TL;DR version: it’s a massive database of online news articles in structured format collected from thousands of sources in over 115 languages, as collected by the Webhose.io crawlers since December 2014. The data is available in JSON or XML through a simple and affordable on-demand consumption model. Read on for more details, or create a free account to see it in action (you can also use your Webhose login).
What is this all about?
Webhose.io constantly crawls a very wide range of online news websites to power our News API and firehose services. We crawl thousands of sources, with new ones constantly added by our bot’s automated content discovery, as well as specific requests from our clients – which include some the world’s leading web monitoring, AI and financial analysis companies.
While the API is meant for live consumption and so is limited to the past 30 days, all the data is stored on our servers, and over time this has grown into a fairly huge and comprehensive database of the world’s online news – including items that have been removed or are difficult to reach via other means. The Online News Archive is a simple and straightforward way to access this database and retrieve data related to any topic that can be translated into a boolean query.
Why a separate service?
This was a dilemma we struggled with, but after much internal debate we decided to launch the Online News Archive as a separate – albeit closely related – website and service, rather than keep it under the Webhose.io rooftop. While both are essentially means to access structured web data at scale, the News Archive is meant for different use cases and audiences, which is why we eventually opted to separate.
For the same reasons, and after looking at the types of clients that are currently using our historical data, we tried to make the website and user experience simpler and more accessible. Our idea is to cater to a wider range of users compared to the Webhose API, which is primarily intended for developers.
Is this replacing the Webhose.io archive?
Nope! The Webhose.io archive is still active, and there is no intention to retire it. It’s a larger database that you can use for other types of historical data: blogs, online discussions and comment threads. If you’re already a Webhose.io user, you don’t need to create a new account to continue using the existing archive.
What is the Online News Archive good for?
Anything you can think of! From our experience, our users are way more creative than us when it comes to coming up with use cases. However, here’s some of the more common ways we’ve been seeing our historical data used so far:
- Financial analysis and modeling – looking at past news stories can allow you to test financial models meant to predict changes in stock prices in the future; e.g., if you have a hypothesis that for correlation between trends in public sentiment versus market behavior, you can see how that model would have worked if applied to past data. Essentially, you’re traveling back in time to predict the future.

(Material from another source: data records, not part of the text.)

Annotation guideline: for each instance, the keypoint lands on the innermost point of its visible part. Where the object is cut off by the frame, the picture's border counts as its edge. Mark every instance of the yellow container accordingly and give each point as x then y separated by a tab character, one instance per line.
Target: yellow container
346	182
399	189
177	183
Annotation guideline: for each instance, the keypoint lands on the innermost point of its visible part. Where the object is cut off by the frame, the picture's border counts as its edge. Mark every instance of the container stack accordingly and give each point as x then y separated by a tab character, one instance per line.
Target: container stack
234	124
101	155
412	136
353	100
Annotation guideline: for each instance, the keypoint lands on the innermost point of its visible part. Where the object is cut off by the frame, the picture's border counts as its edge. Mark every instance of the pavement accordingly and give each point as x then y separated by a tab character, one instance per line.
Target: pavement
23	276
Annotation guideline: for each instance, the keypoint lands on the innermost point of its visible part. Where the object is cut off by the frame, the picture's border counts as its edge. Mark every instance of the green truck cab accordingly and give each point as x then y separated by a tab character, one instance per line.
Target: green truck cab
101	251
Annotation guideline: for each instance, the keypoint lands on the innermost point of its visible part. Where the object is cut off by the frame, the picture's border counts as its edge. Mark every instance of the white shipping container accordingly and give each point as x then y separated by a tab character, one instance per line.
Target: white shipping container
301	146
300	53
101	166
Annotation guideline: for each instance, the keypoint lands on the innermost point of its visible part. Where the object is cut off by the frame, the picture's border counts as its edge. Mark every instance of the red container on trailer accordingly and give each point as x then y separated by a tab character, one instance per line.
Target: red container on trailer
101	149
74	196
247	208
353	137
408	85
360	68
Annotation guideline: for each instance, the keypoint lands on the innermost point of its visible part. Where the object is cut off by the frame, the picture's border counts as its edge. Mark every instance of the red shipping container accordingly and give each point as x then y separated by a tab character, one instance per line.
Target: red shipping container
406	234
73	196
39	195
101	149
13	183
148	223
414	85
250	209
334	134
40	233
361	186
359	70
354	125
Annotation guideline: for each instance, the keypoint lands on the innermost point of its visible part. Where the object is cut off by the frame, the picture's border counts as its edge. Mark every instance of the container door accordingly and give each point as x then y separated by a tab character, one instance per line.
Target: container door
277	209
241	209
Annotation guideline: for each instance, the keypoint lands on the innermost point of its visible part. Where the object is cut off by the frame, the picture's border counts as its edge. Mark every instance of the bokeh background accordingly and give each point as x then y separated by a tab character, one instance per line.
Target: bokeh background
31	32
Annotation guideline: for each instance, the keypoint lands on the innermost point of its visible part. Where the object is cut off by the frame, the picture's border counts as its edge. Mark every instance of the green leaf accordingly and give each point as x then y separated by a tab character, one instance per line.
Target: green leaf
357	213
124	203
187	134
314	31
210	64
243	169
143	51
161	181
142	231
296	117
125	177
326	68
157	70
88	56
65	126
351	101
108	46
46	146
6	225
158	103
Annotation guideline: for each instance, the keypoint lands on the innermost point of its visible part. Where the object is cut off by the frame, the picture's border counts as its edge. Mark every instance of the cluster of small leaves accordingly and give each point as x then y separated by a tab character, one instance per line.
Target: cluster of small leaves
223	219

- Data science, AI and machine learning – one of the reasons data has been called “the oil of the 21st century” is due to the essential nature of training data in developing AI and machine learning systems. The News Archive provides terabytes of structured textual data which is perfect if you’re looking to give your ML or NLP algorithms something substantial to chew on.
- Market research – looking to launch a new product or gain some insight into your competitors? Use the Archive to extract relevant headlines and stories from the past 3.5 years, then apply your own know-how and tools to mine the data for insights you can’t find anywhere else.
How do I get started?
Simply go to www.onlinenewsarchive.com, create a free account and you’re good to go. Or, if you already have a Webhose.io account, you can skip this stage and use your Webhose credentials to log in.
How awesome is the Online News Archive on a scale of 1-10?
You’ll need a scale that goes up to 11.